Predicting House Price in a Region Using XGBoost

XGBoost is an optimized distributed gradient boosting library designed to be efficient, flexible, and portable. It uses gradient boosting technique to implement Machine Learning algorithms.

In this tutorial, we will understand how to predict house prices using XGBoost, and Flyte.

We will split the generated dataset into train, test and validation set.

Next, we will create three Flyte tasks, that will:

  1. Generate house details, and split the dataset.
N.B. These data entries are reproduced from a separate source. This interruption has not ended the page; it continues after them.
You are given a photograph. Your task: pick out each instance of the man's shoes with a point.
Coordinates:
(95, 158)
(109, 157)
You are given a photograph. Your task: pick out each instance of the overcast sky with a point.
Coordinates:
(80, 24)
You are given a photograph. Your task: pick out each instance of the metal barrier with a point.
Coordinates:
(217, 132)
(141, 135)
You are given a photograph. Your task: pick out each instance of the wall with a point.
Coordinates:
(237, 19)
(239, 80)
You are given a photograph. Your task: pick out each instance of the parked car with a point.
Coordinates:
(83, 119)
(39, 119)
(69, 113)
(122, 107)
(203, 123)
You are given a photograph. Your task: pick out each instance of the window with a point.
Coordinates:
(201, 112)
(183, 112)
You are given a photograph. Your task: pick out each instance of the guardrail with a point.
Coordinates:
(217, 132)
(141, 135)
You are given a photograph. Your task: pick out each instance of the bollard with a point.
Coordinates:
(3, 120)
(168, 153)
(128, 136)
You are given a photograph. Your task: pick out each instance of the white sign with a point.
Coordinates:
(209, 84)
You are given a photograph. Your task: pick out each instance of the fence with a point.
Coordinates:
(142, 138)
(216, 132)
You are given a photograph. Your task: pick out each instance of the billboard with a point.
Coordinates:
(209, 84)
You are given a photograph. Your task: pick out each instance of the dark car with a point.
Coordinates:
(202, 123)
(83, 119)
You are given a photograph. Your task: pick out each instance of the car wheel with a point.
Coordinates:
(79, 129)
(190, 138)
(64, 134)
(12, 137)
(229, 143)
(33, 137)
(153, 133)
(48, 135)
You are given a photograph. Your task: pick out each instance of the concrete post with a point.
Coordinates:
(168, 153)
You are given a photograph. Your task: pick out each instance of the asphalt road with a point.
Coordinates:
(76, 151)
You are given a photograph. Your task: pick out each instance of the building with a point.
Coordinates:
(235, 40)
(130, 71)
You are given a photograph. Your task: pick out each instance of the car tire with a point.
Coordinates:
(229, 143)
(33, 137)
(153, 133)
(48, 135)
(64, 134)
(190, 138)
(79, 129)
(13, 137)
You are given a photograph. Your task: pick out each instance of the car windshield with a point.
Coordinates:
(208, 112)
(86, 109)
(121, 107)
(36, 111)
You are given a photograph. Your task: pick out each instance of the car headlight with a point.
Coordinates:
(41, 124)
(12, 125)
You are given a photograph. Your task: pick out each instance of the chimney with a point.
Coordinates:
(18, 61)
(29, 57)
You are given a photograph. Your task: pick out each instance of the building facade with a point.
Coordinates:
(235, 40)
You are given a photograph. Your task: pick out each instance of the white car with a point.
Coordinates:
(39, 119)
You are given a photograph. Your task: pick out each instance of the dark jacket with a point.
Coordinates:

  2. Train the model using XGBoost.

  3. Generate predictions.

Let’s get started with the example!

Install the following libraries before running the model (locally):

pip install scikit-learn
pip install joblib
pip install xgboost
import os

First, let’s import the required packages into the environment.

import typing
from typing import Tuple

import flytekit
import joblib
import numpy as np
import pandas as pd
from flytekit import Resources, task, workflow
from flytekit.types.file import JoblibSerializedFile
from sklearn.model_selection import train_test_split
from xgboost import XGBRegressor

We initialize a variable to represent columns in the dataset. The other variables help generate the dataset.

NUM_HOUSES_PER_LOCATION = 1000
COLUMNS = [
    "PRICE",
    "YEAR_BUILT",
    "SQUARE_FEET",
    "NUM_BEDROOMS",
    "NUM_BATHROOMS",
    "LOT_ACRES",
    "GARAGE_SPACES",
]
MAX_YEAR = 2021
# divide the data into train, validation, and test datasets in specific ratio.
SPLIT_RATIOS = [0.6, 0.3, 0.1]

Data Generation

We define a function to compute the price of a house based on multiple factors (number of bedrooms, number of bathrooms, area, garage space, and year built).

def gen_price(house) -> int:
    _base_price = int(house["SQUARE_FEET"] * 150)
    _price = int(
        _base_price
        + (10000 * house["NUM_BEDROOMS"])
        + (15000 * house["NUM_BATHROOMS"])
        + (15000 * house["LOT_ACRES"])
        + (15000 * house["GARAGE_SPACES"])
        - (5000 * (MAX_YEAR - house["YEAR_BUILT"]))
    )
    return _price

Next, using the above function, we generate a DataFrame object that constitutes all the house details.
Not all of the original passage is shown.